3. Listen first; speak second.
At conferences, it’s easy for short meet-and-greets to turn into transactions. Many conversations follow a version of this script: “Here’s what I do and why you should hire me or buy my product. Now take my business card and find me on LinkedIn!” Instead of immediately going into pitch mode, ask the person for his opinion on a new industry challenge, what projects he’s working on right now, or how he got involved in his field. These questions demonstrate you’re interested in more than just job or sales opportunities. They also reveal new, useful information about the person that you can’t learn by just scanning their LinkedIn profile. You can then tailor what you say to this person’s needs and interests, such as mentioning how your company is approaching the same industry challenge.
4. Collect business cards.
Whoever has contact information controls the flow of the follow up process. Don’t depend on people to reach out to you. While it’s great to hand out business cards, focus on collecting cards rather than distributing them. If you have a moment in between sessions, jot down a few key details on the back of each card to jog your memory when you send a follow-up message.
5. Master your exit strategy.
Knowing how to bow out gracefully from a conversation is just as critical a skill as knowing how to introduce yourself. Even when you’ve met someone interesting, after a short conversation it’s time to excuse yourself to meet other people or explore other conference opportunities. How you wrap up the conversation sets the tone for your next interaction. Here are a few lines to keep in your back pocket:
- “Alicia, it was a pleasure speaking with you, but I need to say hello to a few more folks here. Can I get your contact info for later?”

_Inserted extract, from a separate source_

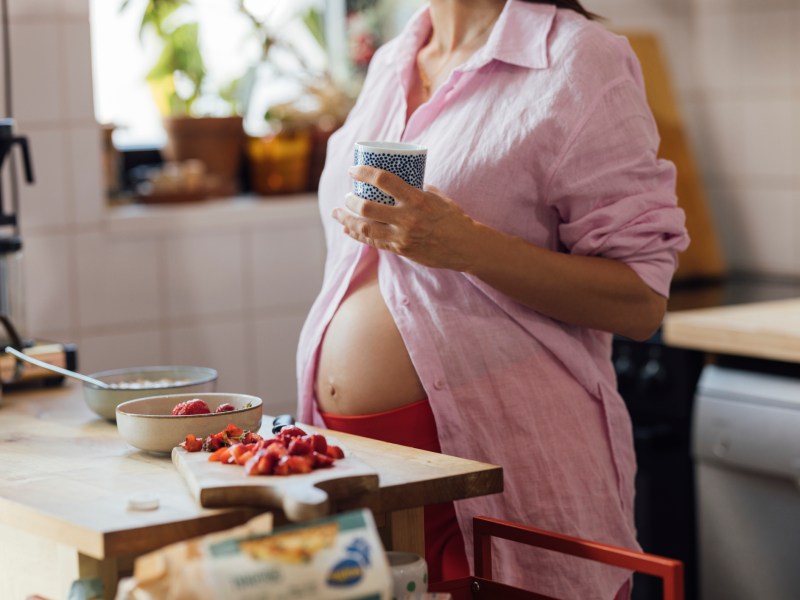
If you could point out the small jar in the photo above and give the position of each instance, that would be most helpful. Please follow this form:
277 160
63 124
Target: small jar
12 304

- “Alicia, I really enjoyed our conversation. Will you be at the happy hour this evening? I’d love to introduce you to my colleague Greg, who is also dealing with the same challenge.”
- “Alicia, I really appreciate your insights on this industry problem. Our company is dealing with something similar. I’d love to pick your brain over lunch– could I get your contact info?”
Networking conferences aren’t always smooth sailing, especially if you’re introverted. A little advance preparation can go a long way, laying the groundwork to confidently meet attendees and maximize your networking impact.